Agora, nas eleições, a confusão se acentuou, pela inclusão das questões morais: corrupção, aborto, homossexualismo, homofobia e outros tantos.

Para tentar mostrar que a eleição não é de uma pessoa física contra a outra, há várias menções na Internet para a divisão do Brasil em dois, sendo um conservador e um progressista, mais ou menos com as seguintes características e composição:

1 – BRASIL CONSERVADOR: organizado e cristão, que una o povo; com respeito à família tradicional; contra o aborto; contra as drogas proibidas; escolas com disciplina e respeito às professoras, para não apanharem dos alunos; respeito ao tempo da criança; sem ideologia de gênero; com as pessoas reconhecidas pelo seu sexo natural, masculino ou feminino; economia de mercado livre; empreendedores, empresários e comerciantes, pequenos ou grandes, com seus contratos e negócios respeitados; todos igualmente respeitando as leis; policiais que defendem nossas vidas respeitados; o exército, que a paz quer com fervor, garantindo a segurança nacional; com os estupradores presos; com os assassinos condenados e cumprindo suas penas; sem MST invadindo terras e matando o gado; sem o MST destruindo centro de pesquisas de 15 anos, sem sindicatos queimando pneus e impedindo as pessoas de irem para o trabalho; sem black blocs destruindo vitrinas; sem bolsa prisão; com todos iguais e incentivados a estudar e pesquisar, para todos melhorarem suas condições de vida; com os que têm boas condições físicas trabalhando para seu sustento; com a valorização do mérito de cada um; com governantes empenhados nas prioridades da Nação e um país aliado aos outros países democráticos do mundo.

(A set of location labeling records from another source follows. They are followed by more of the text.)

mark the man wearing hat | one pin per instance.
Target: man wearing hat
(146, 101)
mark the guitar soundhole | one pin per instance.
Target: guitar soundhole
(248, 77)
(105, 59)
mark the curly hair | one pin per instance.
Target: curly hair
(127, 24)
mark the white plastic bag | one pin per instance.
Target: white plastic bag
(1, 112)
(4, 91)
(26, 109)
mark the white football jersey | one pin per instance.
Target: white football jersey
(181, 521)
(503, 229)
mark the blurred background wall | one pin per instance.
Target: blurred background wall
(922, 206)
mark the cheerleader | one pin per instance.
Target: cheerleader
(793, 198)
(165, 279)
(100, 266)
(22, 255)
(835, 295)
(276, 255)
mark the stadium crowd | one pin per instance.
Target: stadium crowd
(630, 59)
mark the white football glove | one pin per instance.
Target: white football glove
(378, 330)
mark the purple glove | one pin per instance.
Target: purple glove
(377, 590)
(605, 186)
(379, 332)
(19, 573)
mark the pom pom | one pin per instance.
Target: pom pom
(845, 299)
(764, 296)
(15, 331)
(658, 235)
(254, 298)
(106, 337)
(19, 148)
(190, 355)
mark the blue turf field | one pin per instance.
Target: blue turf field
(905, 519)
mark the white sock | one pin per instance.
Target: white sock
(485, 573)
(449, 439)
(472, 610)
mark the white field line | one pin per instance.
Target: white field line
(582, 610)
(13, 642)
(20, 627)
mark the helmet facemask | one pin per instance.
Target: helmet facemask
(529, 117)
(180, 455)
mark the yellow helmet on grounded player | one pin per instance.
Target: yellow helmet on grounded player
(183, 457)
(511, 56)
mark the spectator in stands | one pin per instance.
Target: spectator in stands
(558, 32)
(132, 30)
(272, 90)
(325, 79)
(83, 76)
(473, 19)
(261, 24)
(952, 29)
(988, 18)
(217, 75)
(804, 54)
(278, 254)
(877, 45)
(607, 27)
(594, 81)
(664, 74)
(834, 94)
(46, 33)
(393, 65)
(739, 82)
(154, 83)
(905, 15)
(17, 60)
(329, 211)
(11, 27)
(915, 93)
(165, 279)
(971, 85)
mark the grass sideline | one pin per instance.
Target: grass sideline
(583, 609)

2 – PAÍS PROGRESSISTA: com um governo socialista ou anarquista; desejando uma bala e uma vala para todos os que pensarem diferente; com luta de classes (branco contra negros, trabalhadores contra empresários, nordestinos contra sulistas, homossexuais contra heterossexuais, feministas contra donas de casa e muitas outras classes); sem cristãos; com vadias vilipendiando a crença dos outros; com família de qualquer tipo; com todos sem sexo ou com o mesmo sexo; com escola sem disciplina e professoras apanhando; com crianças de 4 a 10 anos aprendendo na escola a fazer sexo; com aborto livre; com drogas livres, com pedofilia livre; com policiais considerados criminosos; com traficantes e assassinos considerados vítimas; com governo a favor do assalto; com governo aprovando roubos; sem exército para defender o país; sem polícia armada para defender as pessoas; sem presídios e sem cumprimento de penas pelos criminosos; sem empreendedores, empresários e comerciantes livres; com estado socialista, monopolizador das empresas e da economia; com as pessoas estimuladas a não estudar; com as pessoas desobrigadas de trabalhar para seu sustento, esperando tudo do Estado; sem a obrigação de respeitar as leis; com bolsa-prisão para os criminosos maior que o salário mínimo; com partido único, socialista ou comunista, e um país aliado somente de Cuba, Venezuela, Coréia do Norte, Nicarágua e outras ditaduras do planeta.

É claro que a pessoa e a vida social do candidato devem ser examinadas, para não serem eleitas pessoas inescrupulosas, que se apropriam dos bens do povo, que buscam as prioridades próprias e dos seus partidos. O cristão deve participar da política, votando e sendo votado, porque busca o bem comum, conforme orienta o Magistério da Igreja Católica.

Na hora de votar, muito além das pessoas físicas dos candidatos, precisamos analisar bem qual dos projetos queremos para nós, para as gerações futuras e para o Brasil: um país conservador ou um país progressista?